Another basic information security practice is updating e.g.:
- Patch promptly (update software)
- Lock-n-load (physical security)
- Counter cons (social engineering)
- Nuke nasties (update antivirus)
- Read rules (security policies)
Those short alliterative phrases are memory-joggers to catch people's imagination and remind them about the things they ought to be doing regularly.

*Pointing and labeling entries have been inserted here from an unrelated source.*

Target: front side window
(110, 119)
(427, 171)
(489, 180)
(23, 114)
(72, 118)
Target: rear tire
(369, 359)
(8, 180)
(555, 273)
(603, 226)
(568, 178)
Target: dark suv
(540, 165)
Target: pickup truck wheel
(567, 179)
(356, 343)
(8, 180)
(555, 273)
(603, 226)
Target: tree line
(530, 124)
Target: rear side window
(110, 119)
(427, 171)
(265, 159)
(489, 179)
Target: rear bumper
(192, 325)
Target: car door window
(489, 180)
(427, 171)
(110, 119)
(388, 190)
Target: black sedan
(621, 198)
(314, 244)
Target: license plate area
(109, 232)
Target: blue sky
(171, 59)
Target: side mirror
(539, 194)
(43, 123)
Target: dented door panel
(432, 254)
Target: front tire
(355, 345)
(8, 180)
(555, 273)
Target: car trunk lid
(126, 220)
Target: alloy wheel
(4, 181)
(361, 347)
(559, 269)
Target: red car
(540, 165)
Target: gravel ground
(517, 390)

Conspicuously missing from the list is changing passwords: once upon a time, it was generally accepted practice to force people to change their passwords every few weeks or months. I have never quite understood the rationale for this. It takes effort to think up and commit to memory yet another strong password, and there are security costs when people forget their passwords, so what's the benefit? I suppose it might frustrate someone who has been surreptitiously watching a colleague enter their password every day, trying to figure out what they are typing ... but really? Arguably it would reduce the success rate of repeated brute-force password guesses - that ought to be triggering alarms anyway. I just don't get it and nor, now, does NIST:
"Verifiers SHOULD NOT impose other composition rules (e.g., requiring mixtures of different character types or prohibiting consecutively repeated characters) for memorized secrets. Verifiers SHOULD NOT require memorized secrets to be changed arbitrarily (e.g., periodically). However, verifiers SHALL force a change if there is evidence of compromise of the authenticator."
That comes from NIST Special Publication 800-63B - Digital Identity Guidelines: Authentication and Lifecycle Management, published in June and recently picked up by the security press.
The list of things to include in the InfoSec 101 awareness module is becoming clearer by the day.